Robotic system being developed to tackle subsea biofouling of marine energy systems

The second phase has been launched of an Innovate UK project to develop an automated fouling management system for the marine energy industry.

The 24-month RoBFMS (Robots to Inspect, Maintain and Repair in Extreme and Challenging Environments) project will develop an automated robotic system to monitor, identify and clean biofouling from subsea structures. This phase will build on the learning gained from the development of a prototype robot in phase 1.

Biofouling, the settlement and growth of organisms on submerged structures, is a major challenge for the marine renewable energy sector. Biofouling can decrease the efficiency of energy generation and lead to corrosion, which can reduce the survivability of technologies.

Led by Innovative Technology & Science Ltd (InnoTecUK), the project consortium brings together the European Marine Energy Centre (EMEC) and Brunel University London to explore and define the marine renewable energy sector’s requirements of cleaning hardware in tackling biofouling.

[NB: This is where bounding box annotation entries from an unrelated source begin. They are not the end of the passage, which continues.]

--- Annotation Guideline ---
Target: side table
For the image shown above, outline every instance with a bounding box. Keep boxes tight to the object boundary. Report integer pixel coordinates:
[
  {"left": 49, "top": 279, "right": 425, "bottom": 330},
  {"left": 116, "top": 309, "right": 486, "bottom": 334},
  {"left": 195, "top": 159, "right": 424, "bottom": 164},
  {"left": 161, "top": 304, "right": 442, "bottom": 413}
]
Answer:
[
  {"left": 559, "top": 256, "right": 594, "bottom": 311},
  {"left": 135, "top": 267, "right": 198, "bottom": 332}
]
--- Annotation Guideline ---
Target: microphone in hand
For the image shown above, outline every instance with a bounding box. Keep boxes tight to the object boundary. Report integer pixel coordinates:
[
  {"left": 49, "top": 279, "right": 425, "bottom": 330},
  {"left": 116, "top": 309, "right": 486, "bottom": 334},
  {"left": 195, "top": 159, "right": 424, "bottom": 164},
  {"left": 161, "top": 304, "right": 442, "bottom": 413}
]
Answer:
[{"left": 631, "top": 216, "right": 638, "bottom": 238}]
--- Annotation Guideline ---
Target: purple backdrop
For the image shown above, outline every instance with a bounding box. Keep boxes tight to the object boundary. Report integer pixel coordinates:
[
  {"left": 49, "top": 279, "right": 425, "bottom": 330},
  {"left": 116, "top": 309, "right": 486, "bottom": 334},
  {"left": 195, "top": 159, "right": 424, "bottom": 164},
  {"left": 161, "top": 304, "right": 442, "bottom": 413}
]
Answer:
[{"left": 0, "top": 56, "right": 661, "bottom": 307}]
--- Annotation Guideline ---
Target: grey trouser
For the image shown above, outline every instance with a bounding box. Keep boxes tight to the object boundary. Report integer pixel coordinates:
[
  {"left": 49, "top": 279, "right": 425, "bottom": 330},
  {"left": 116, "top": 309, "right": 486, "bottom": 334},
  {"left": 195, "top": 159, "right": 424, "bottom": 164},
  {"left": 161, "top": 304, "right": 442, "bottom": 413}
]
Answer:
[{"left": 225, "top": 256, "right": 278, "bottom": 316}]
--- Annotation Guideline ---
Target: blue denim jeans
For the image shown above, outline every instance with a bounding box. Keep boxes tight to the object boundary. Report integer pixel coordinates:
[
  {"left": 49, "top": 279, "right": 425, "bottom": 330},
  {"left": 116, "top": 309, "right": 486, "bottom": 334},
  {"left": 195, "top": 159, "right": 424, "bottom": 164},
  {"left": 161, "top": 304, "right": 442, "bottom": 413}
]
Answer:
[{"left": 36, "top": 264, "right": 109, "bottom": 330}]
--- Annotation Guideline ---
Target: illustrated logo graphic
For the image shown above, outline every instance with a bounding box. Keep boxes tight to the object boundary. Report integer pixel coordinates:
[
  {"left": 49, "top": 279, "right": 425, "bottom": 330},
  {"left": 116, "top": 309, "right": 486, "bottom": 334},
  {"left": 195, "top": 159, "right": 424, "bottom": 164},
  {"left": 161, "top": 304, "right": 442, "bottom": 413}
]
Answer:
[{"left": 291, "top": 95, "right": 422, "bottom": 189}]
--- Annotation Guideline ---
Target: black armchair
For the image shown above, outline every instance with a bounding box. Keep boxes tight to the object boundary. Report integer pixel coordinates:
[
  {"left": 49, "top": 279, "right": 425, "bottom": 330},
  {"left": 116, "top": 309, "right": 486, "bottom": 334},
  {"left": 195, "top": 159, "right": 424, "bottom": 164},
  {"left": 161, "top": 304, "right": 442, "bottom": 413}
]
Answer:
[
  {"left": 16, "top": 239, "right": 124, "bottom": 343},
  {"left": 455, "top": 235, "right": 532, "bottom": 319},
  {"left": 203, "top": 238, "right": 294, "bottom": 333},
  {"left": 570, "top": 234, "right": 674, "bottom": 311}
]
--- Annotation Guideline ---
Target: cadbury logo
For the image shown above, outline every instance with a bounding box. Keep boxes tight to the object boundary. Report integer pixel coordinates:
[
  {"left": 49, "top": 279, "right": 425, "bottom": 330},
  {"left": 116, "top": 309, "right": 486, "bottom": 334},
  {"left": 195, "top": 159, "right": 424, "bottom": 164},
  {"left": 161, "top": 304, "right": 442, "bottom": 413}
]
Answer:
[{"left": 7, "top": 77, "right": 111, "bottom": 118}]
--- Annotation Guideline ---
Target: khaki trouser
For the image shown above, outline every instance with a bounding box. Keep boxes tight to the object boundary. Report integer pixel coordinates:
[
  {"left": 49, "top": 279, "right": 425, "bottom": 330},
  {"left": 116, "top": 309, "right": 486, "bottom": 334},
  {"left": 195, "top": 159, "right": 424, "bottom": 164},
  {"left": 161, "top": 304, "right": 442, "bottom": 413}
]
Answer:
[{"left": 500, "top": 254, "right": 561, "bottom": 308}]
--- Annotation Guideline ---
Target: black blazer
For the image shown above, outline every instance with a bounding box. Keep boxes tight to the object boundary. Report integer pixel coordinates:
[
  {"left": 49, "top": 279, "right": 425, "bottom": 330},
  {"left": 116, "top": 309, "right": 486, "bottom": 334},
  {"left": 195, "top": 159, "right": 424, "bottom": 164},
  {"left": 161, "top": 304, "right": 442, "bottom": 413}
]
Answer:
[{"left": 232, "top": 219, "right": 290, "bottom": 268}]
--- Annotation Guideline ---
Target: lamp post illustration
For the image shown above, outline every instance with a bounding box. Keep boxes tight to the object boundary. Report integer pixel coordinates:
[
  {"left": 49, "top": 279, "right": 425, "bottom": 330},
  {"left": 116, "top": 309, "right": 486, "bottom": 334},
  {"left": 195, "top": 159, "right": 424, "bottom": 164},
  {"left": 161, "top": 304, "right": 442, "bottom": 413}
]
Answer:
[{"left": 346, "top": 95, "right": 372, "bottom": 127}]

The RoBFMS system will consist of sensors, navigation systems and camera equipment to monitor and detect fouling on submerged structures. RoBFMS will also be capable of identifying defects within technologies in environments where human intervention presents high safety and cost concerns.

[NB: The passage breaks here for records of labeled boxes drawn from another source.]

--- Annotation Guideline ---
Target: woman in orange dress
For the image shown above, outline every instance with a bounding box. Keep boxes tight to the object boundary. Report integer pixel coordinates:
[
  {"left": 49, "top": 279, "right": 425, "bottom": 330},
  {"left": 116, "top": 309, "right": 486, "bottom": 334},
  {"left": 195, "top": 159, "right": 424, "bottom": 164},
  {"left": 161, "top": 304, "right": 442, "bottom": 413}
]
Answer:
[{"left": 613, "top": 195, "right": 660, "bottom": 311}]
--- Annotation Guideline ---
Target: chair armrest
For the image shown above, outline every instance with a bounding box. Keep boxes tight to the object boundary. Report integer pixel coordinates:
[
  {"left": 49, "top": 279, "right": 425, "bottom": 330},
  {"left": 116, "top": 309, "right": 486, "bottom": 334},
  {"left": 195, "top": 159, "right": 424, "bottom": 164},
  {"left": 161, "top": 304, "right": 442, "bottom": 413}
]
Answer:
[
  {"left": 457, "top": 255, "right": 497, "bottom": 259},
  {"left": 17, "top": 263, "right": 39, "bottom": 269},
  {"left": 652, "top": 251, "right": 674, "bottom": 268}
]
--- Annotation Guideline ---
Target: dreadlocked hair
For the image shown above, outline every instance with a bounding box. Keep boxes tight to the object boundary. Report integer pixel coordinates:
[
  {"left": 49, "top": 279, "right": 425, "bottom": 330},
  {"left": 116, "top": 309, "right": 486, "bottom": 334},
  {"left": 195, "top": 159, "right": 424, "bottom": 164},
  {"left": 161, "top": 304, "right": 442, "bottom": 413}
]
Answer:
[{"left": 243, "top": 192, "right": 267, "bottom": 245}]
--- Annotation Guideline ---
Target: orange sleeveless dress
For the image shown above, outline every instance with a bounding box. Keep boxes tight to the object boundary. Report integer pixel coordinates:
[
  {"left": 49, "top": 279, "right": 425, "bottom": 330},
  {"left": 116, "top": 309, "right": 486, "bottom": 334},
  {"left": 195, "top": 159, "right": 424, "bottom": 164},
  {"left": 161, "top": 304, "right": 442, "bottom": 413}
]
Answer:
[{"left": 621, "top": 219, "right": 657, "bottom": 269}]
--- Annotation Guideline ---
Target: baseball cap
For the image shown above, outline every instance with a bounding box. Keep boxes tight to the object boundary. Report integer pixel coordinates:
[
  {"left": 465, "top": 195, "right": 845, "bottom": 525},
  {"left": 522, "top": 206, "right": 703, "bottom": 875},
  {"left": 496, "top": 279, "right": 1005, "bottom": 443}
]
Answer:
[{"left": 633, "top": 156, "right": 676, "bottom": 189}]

The fully functional system will contain cleaning systems that can remove biofouling through the deployment of a focused high-power ultrasonic cleaning technique.

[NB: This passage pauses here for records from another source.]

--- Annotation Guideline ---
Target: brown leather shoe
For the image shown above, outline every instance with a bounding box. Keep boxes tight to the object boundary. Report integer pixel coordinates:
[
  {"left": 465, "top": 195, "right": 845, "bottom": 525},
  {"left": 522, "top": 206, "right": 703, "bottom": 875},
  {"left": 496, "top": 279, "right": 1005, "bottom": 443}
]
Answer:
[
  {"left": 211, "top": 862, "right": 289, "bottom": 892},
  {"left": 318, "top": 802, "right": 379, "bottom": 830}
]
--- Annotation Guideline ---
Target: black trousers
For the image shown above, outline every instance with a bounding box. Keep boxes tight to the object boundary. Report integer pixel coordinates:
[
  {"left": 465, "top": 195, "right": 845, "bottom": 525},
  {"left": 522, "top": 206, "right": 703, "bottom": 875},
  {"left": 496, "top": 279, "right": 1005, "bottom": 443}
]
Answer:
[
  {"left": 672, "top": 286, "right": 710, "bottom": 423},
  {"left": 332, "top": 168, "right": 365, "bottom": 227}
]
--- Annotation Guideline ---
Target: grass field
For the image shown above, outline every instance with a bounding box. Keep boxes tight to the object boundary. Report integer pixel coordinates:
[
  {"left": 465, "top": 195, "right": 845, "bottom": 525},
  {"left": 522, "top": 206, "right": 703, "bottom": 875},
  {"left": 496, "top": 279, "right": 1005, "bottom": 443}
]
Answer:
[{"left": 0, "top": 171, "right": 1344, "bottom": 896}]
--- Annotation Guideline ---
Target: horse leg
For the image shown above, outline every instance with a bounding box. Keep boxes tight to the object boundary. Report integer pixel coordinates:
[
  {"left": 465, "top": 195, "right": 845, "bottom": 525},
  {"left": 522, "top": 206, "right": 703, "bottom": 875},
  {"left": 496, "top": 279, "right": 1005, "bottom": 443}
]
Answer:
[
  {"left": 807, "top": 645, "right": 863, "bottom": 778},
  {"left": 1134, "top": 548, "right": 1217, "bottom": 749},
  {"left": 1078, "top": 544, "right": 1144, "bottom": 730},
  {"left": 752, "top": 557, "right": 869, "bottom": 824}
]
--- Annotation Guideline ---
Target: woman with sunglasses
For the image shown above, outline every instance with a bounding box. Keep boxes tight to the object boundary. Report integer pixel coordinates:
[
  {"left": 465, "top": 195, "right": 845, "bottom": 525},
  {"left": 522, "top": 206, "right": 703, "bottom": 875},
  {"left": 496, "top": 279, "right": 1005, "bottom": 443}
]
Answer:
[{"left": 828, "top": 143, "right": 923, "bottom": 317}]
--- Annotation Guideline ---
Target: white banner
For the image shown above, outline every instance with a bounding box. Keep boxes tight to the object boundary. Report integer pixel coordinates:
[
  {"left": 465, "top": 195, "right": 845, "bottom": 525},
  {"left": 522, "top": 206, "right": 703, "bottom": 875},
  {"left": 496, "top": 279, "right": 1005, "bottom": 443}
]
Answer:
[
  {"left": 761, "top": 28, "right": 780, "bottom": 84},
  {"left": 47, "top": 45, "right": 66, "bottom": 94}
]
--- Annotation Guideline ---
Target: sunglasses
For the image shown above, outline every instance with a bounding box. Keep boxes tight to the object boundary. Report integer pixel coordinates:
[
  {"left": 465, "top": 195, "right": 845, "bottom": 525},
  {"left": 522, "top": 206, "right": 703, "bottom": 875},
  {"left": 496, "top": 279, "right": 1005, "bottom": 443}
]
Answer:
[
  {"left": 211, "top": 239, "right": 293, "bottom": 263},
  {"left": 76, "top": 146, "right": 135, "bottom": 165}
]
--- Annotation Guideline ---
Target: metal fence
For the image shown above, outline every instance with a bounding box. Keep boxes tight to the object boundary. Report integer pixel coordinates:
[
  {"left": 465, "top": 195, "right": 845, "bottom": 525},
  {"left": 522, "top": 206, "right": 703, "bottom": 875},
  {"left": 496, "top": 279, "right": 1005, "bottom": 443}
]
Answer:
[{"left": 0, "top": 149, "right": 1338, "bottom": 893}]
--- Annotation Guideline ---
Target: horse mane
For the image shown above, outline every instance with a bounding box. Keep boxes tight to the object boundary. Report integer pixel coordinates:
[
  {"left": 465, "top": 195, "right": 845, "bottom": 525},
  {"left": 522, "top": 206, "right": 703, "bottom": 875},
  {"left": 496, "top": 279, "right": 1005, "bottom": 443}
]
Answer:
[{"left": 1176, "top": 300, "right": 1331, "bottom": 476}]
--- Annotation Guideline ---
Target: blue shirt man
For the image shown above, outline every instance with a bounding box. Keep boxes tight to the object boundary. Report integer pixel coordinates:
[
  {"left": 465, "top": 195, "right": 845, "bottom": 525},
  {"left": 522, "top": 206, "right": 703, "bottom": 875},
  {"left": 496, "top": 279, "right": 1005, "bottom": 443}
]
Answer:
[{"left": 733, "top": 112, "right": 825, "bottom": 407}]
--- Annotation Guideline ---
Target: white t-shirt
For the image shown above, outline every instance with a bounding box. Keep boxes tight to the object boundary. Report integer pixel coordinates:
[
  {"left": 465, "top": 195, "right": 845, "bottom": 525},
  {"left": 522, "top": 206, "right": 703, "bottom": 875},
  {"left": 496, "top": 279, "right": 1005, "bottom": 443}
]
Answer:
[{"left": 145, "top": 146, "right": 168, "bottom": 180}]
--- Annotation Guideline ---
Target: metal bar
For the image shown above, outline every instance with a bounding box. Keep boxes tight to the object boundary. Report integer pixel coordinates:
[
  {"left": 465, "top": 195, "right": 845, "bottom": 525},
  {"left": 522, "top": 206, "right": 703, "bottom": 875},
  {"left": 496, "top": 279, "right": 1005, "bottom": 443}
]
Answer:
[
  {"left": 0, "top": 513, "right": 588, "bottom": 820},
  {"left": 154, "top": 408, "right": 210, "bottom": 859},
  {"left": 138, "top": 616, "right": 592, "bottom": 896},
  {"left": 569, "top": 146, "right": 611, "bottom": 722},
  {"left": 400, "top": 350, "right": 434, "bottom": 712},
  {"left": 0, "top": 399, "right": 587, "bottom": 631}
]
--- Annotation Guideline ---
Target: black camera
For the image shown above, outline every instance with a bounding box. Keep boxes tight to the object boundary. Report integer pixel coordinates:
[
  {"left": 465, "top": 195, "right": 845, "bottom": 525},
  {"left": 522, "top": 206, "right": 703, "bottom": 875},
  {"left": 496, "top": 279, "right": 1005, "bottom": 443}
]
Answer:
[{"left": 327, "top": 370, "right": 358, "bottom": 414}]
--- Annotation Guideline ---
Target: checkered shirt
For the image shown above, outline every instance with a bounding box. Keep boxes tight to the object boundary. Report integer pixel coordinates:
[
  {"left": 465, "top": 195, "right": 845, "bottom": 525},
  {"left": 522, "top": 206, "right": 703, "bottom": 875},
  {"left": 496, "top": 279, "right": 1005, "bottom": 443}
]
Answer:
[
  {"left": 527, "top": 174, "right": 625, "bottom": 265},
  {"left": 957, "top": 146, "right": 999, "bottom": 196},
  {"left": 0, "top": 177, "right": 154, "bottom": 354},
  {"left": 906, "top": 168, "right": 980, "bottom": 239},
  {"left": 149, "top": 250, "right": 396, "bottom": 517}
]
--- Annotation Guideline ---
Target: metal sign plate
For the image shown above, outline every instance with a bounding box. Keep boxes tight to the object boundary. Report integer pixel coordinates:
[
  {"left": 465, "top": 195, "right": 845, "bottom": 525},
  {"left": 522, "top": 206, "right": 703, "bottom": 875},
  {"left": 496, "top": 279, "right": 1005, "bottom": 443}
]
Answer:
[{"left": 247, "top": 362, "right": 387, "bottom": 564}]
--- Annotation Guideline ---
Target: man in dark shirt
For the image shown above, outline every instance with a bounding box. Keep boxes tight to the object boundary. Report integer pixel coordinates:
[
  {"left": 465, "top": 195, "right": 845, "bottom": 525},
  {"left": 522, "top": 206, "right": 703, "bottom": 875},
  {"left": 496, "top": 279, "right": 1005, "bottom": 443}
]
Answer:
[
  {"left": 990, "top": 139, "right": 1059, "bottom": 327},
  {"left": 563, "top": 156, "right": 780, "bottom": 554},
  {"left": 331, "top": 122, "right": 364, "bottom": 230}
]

“Following a successful prototype phase, InnoTecUK are delighted to have received further research funding to work collaboratively with BUL and EMEC to provide innovative, safe and cost-effective solutions for off-shore robotic inspection and maintenance,” said Katie Hiscock, RoBFMS project manager from InnoTecUK. “We are excited with the developments and progress made so far and are keen to exploit the commercial benefits our system will bring to a host of sectors working within the marine environment.”

The robot is expected to be deployed for real sea testing on marine energy technologies at EMEC’s test sites in Orkney, off the north coast of Scotland, in spring 2020.

This project was funded through the Industrial Strategy Challenge Fund under Innovate UK’s “Demonstrator for robotics and AI in extreme and challenging environments; phase 2” competition.